Тётя Маруся с дядей Андрюшей жили в деревне, вернее, на железнодорожной станции Забайкальской железной дороги под городом Свободным, которая называлась Михайло-Чесноковская — я даже улицу помню — Маяковского, 18; сейчас — это жилой район города Свободного.
Мои родители летом отвозили меня к ним — подышать свежим воздухом.
Воздух и впрямь у них был на редкость свежий, только навозом немного пахнул. Мама каждый раз, когда приезжали сюда, так прямо и говорила отцу,
— Хорошо у них тут! Дышишь — не надышишься.
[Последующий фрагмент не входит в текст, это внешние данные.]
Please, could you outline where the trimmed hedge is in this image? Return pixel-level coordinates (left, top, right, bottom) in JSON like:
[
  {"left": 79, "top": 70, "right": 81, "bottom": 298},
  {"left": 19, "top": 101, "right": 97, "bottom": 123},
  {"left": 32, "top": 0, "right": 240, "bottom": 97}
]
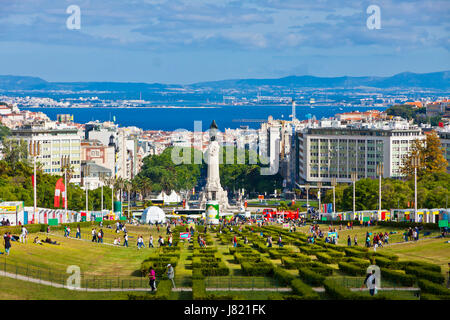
[
  {"left": 381, "top": 269, "right": 416, "bottom": 287},
  {"left": 291, "top": 279, "right": 320, "bottom": 300},
  {"left": 241, "top": 258, "right": 274, "bottom": 276},
  {"left": 192, "top": 280, "right": 208, "bottom": 300},
  {"left": 371, "top": 252, "right": 398, "bottom": 261},
  {"left": 405, "top": 267, "right": 445, "bottom": 284},
  {"left": 200, "top": 261, "right": 230, "bottom": 276},
  {"left": 155, "top": 280, "right": 172, "bottom": 300},
  {"left": 273, "top": 267, "right": 295, "bottom": 285},
  {"left": 338, "top": 262, "right": 367, "bottom": 276},
  {"left": 315, "top": 252, "right": 336, "bottom": 264},
  {"left": 323, "top": 279, "right": 355, "bottom": 300},
  {"left": 298, "top": 268, "right": 325, "bottom": 286},
  {"left": 372, "top": 256, "right": 401, "bottom": 270},
  {"left": 342, "top": 257, "right": 370, "bottom": 269},
  {"left": 417, "top": 279, "right": 450, "bottom": 299},
  {"left": 308, "top": 261, "right": 334, "bottom": 277},
  {"left": 399, "top": 261, "right": 441, "bottom": 273},
  {"left": 344, "top": 248, "right": 369, "bottom": 258}
]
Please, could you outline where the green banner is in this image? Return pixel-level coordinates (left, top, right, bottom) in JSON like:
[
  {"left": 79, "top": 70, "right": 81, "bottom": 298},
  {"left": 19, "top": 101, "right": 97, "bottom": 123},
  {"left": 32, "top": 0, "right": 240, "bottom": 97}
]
[{"left": 439, "top": 220, "right": 448, "bottom": 228}]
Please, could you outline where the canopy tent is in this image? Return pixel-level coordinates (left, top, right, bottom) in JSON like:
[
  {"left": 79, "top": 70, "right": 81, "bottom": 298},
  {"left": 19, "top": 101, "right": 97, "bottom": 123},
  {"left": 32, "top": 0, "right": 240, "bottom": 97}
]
[
  {"left": 141, "top": 206, "right": 166, "bottom": 224},
  {"left": 156, "top": 190, "right": 182, "bottom": 203}
]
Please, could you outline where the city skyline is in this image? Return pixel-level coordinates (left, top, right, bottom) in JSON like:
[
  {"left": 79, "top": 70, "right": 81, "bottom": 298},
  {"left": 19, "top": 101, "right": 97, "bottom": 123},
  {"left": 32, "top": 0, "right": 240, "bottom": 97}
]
[{"left": 0, "top": 0, "right": 450, "bottom": 84}]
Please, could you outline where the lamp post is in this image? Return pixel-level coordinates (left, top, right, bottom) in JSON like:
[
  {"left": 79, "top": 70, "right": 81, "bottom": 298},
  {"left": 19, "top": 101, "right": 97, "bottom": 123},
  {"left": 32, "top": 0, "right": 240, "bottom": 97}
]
[
  {"left": 331, "top": 178, "right": 337, "bottom": 214},
  {"left": 351, "top": 172, "right": 358, "bottom": 218},
  {"left": 28, "top": 141, "right": 41, "bottom": 224},
  {"left": 84, "top": 164, "right": 90, "bottom": 216},
  {"left": 412, "top": 155, "right": 420, "bottom": 219},
  {"left": 61, "top": 155, "right": 70, "bottom": 217},
  {"left": 377, "top": 163, "right": 383, "bottom": 214},
  {"left": 305, "top": 184, "right": 310, "bottom": 210}
]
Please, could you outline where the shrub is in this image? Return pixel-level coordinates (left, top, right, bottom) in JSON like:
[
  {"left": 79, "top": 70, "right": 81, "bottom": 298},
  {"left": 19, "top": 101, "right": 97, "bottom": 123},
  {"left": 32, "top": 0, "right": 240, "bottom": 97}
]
[
  {"left": 381, "top": 269, "right": 416, "bottom": 287},
  {"left": 315, "top": 252, "right": 336, "bottom": 264},
  {"left": 373, "top": 256, "right": 400, "bottom": 270},
  {"left": 192, "top": 269, "right": 205, "bottom": 280},
  {"left": 298, "top": 268, "right": 325, "bottom": 286},
  {"left": 326, "top": 249, "right": 345, "bottom": 260},
  {"left": 155, "top": 280, "right": 172, "bottom": 300},
  {"left": 338, "top": 262, "right": 367, "bottom": 276},
  {"left": 308, "top": 261, "right": 334, "bottom": 277},
  {"left": 291, "top": 279, "right": 319, "bottom": 300},
  {"left": 268, "top": 248, "right": 293, "bottom": 259},
  {"left": 289, "top": 252, "right": 311, "bottom": 261},
  {"left": 201, "top": 262, "right": 230, "bottom": 276},
  {"left": 241, "top": 258, "right": 274, "bottom": 276},
  {"left": 345, "top": 248, "right": 369, "bottom": 258},
  {"left": 323, "top": 279, "right": 355, "bottom": 300},
  {"left": 405, "top": 267, "right": 445, "bottom": 284},
  {"left": 399, "top": 261, "right": 441, "bottom": 273},
  {"left": 273, "top": 267, "right": 295, "bottom": 284},
  {"left": 192, "top": 280, "right": 208, "bottom": 300},
  {"left": 343, "top": 257, "right": 370, "bottom": 269},
  {"left": 417, "top": 279, "right": 450, "bottom": 299},
  {"left": 372, "top": 252, "right": 398, "bottom": 261}
]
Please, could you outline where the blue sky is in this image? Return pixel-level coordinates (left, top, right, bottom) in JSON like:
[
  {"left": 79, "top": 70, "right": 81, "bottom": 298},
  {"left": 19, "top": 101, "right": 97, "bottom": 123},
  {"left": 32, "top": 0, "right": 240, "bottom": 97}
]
[{"left": 0, "top": 0, "right": 450, "bottom": 84}]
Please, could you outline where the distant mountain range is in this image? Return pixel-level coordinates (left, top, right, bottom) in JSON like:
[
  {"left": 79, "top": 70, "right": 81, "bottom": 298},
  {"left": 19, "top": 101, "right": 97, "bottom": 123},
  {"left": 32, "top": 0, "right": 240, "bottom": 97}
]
[{"left": 0, "top": 71, "right": 450, "bottom": 92}]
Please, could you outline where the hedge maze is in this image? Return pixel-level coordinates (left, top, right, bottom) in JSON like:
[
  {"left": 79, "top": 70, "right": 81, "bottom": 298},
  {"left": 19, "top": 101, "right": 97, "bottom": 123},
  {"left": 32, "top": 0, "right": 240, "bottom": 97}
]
[{"left": 134, "top": 222, "right": 450, "bottom": 300}]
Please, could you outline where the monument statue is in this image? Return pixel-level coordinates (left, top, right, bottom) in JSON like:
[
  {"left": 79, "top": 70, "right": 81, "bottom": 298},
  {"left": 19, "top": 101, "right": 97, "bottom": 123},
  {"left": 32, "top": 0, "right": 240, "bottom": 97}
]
[{"left": 200, "top": 120, "right": 229, "bottom": 209}]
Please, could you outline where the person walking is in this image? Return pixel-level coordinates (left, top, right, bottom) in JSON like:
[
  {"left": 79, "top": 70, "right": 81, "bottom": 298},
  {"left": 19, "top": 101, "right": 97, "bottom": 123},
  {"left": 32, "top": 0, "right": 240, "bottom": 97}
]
[
  {"left": 3, "top": 232, "right": 11, "bottom": 256},
  {"left": 20, "top": 226, "right": 28, "bottom": 243},
  {"left": 123, "top": 233, "right": 128, "bottom": 247},
  {"left": 97, "top": 229, "right": 103, "bottom": 243},
  {"left": 148, "top": 267, "right": 156, "bottom": 292},
  {"left": 148, "top": 235, "right": 154, "bottom": 248},
  {"left": 278, "top": 234, "right": 283, "bottom": 248},
  {"left": 167, "top": 234, "right": 173, "bottom": 247},
  {"left": 167, "top": 263, "right": 176, "bottom": 289},
  {"left": 137, "top": 236, "right": 144, "bottom": 250}
]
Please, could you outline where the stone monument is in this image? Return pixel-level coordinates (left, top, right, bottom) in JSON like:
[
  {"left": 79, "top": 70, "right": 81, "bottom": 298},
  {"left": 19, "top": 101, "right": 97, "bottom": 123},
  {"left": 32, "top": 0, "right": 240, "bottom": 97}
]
[{"left": 200, "top": 120, "right": 229, "bottom": 210}]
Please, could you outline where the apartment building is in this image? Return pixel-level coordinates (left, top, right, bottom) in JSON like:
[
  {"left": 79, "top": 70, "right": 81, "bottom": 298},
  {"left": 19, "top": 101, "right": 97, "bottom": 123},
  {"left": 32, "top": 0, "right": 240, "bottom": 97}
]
[
  {"left": 11, "top": 125, "right": 81, "bottom": 184},
  {"left": 295, "top": 120, "right": 425, "bottom": 183}
]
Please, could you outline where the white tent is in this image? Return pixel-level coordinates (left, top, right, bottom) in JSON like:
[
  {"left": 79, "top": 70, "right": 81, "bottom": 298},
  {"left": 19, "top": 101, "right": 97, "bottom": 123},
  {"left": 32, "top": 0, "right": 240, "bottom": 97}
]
[{"left": 141, "top": 206, "right": 166, "bottom": 224}]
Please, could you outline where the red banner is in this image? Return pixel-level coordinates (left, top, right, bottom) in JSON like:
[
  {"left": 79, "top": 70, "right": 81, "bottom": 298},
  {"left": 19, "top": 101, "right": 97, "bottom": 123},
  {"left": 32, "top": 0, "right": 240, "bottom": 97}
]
[{"left": 53, "top": 178, "right": 65, "bottom": 208}]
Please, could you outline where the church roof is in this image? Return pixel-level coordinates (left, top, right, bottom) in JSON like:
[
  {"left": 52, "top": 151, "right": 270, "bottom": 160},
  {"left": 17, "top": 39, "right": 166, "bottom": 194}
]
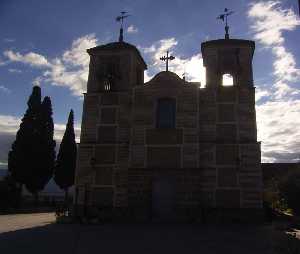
[
  {"left": 201, "top": 39, "right": 255, "bottom": 54},
  {"left": 148, "top": 71, "right": 184, "bottom": 84},
  {"left": 87, "top": 41, "right": 147, "bottom": 69}
]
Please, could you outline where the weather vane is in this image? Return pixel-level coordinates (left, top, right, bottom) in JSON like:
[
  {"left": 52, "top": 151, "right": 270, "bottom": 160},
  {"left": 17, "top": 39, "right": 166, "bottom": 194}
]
[
  {"left": 159, "top": 51, "right": 175, "bottom": 71},
  {"left": 217, "top": 8, "right": 234, "bottom": 39},
  {"left": 116, "top": 11, "right": 130, "bottom": 42}
]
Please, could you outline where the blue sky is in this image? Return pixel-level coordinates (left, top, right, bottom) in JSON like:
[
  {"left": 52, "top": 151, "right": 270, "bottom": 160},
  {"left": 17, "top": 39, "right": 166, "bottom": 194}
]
[{"left": 0, "top": 0, "right": 300, "bottom": 168}]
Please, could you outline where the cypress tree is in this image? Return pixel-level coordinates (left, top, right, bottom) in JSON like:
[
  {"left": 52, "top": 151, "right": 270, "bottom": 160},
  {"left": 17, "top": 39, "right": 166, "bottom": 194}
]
[
  {"left": 8, "top": 86, "right": 41, "bottom": 189},
  {"left": 54, "top": 110, "right": 77, "bottom": 202},
  {"left": 25, "top": 96, "right": 55, "bottom": 199},
  {"left": 8, "top": 86, "right": 55, "bottom": 201}
]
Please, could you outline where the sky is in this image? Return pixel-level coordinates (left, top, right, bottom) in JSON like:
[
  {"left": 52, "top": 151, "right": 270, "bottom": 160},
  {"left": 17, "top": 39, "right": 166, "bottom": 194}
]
[{"left": 0, "top": 0, "right": 300, "bottom": 171}]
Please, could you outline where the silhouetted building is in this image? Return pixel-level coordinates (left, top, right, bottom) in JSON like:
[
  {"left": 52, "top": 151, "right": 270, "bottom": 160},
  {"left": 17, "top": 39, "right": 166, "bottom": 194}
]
[{"left": 75, "top": 30, "right": 262, "bottom": 219}]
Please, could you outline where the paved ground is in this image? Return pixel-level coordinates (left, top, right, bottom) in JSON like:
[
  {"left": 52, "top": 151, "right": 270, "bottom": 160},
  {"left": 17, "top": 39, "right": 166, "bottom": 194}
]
[
  {"left": 0, "top": 213, "right": 55, "bottom": 233},
  {"left": 0, "top": 214, "right": 278, "bottom": 254}
]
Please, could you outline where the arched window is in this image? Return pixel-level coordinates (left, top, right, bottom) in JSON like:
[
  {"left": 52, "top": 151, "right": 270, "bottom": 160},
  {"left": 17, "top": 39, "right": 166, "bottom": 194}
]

Навозом, вот, только пахнет, — это я хорошо запомнил.
А, ещё она с бабусей очень жалела тётю Марусю за то, что ей пришлось из-за своего «хозяйства» всю жизнь «чуть свет на ногах быть».
«А, как же иначе? — Хозяйство,… Скотина!» — со знанием дела рассуждали они.
Тётя Маруся была маленькая и кругленькая, как колобок, а дядя Андрюша — худой и высокий. Его мама с бабусей иногда сравнивали с гусём лапчатым.
Тётя Маруся угощала меня варениками со смородиной, а дядя Андрюша давал покататься на велосипеде с обязательным условием, чтобы я на гору не ездил.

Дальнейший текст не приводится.